Ah, Chie. Vidio porno Bukan emosi terhadap Jay, melainkan terhadap dirinya. Dan karena itu pulalah aku tidak menghajarnya, walaupun itu adalah tujuanku sejak semula. Aku butuh penjelasan.”
“Sayang, emosimu membuyarkan penjelasanku waktu itu.”
“Maaf,” desahku, bahkan kini aku pun tak mampu memandangnya. “Sebelum aku menjadi milik bule.
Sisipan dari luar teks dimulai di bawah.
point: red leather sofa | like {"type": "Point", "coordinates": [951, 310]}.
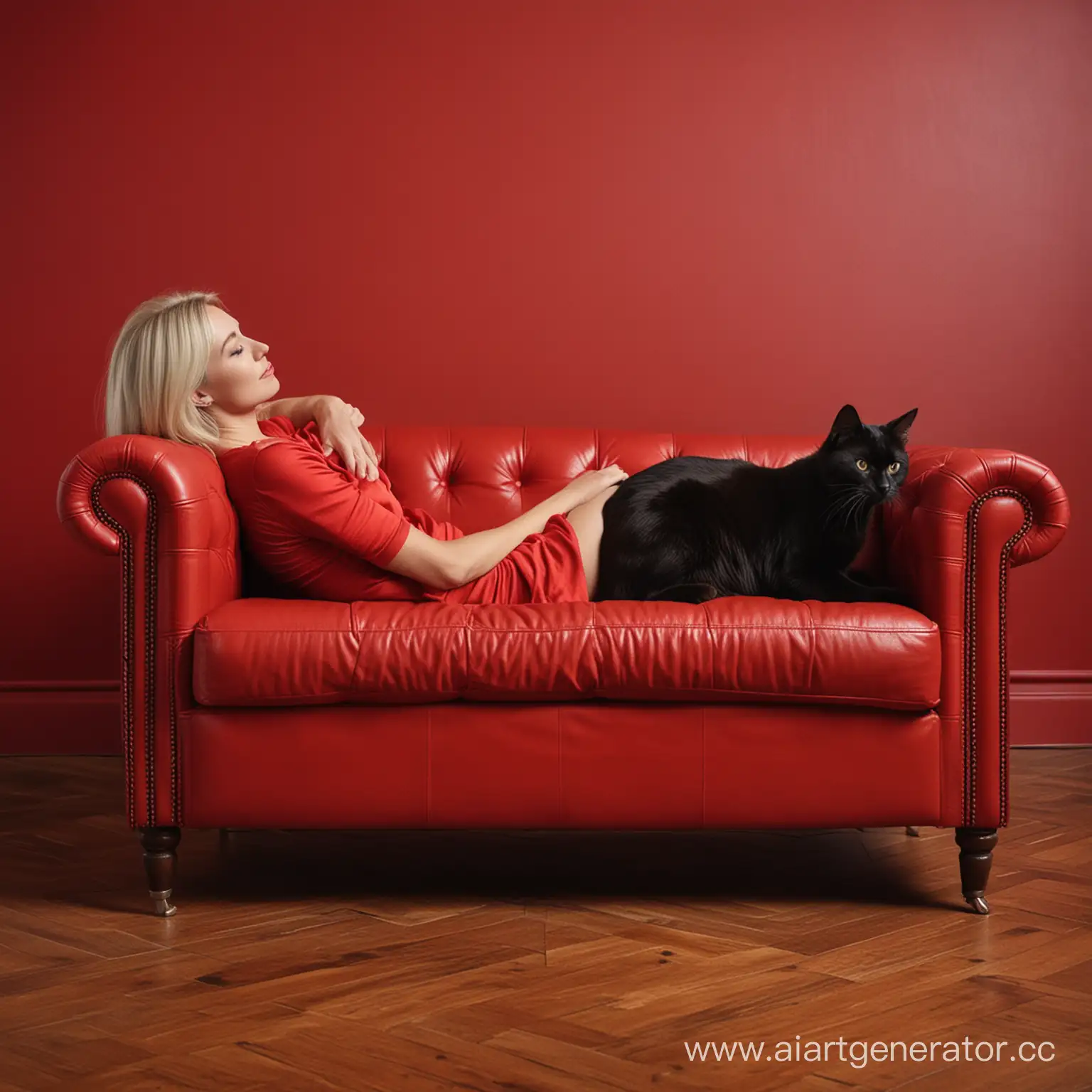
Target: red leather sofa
{"type": "Point", "coordinates": [744, 712]}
Oh God.Jay memang harus diakui memiliki hati dan jiwa yang sungguh luar biasa. Mungkin aku takkan sesedih Chie, mungkin juga. Hei!” Jay berteriak gaduh. “Chie akan menikah enam bulan lagi.”
Ah? Seandainya aku…Surabaya, awal Juni 1999Persiapan ujian benar-benar membuat kami sibuk. “Aku besok ujian, Chie.”
Kulihat jam dinding yang menunjukkan pukul 23.30 malam. “Chie, jangan!”
Chie mendesah. “Chie, sudahlah.”
“Ray, Papa udah nggak ada.”
Kuusap belakang kepalanya, menekan tengkuknya, berusaha melegakannya. Ia serius. Jay sekarang ada di sebelahku, dengan rokok Dji Sam Soe kretek di bibirnya. Masih banyak gadis untukku.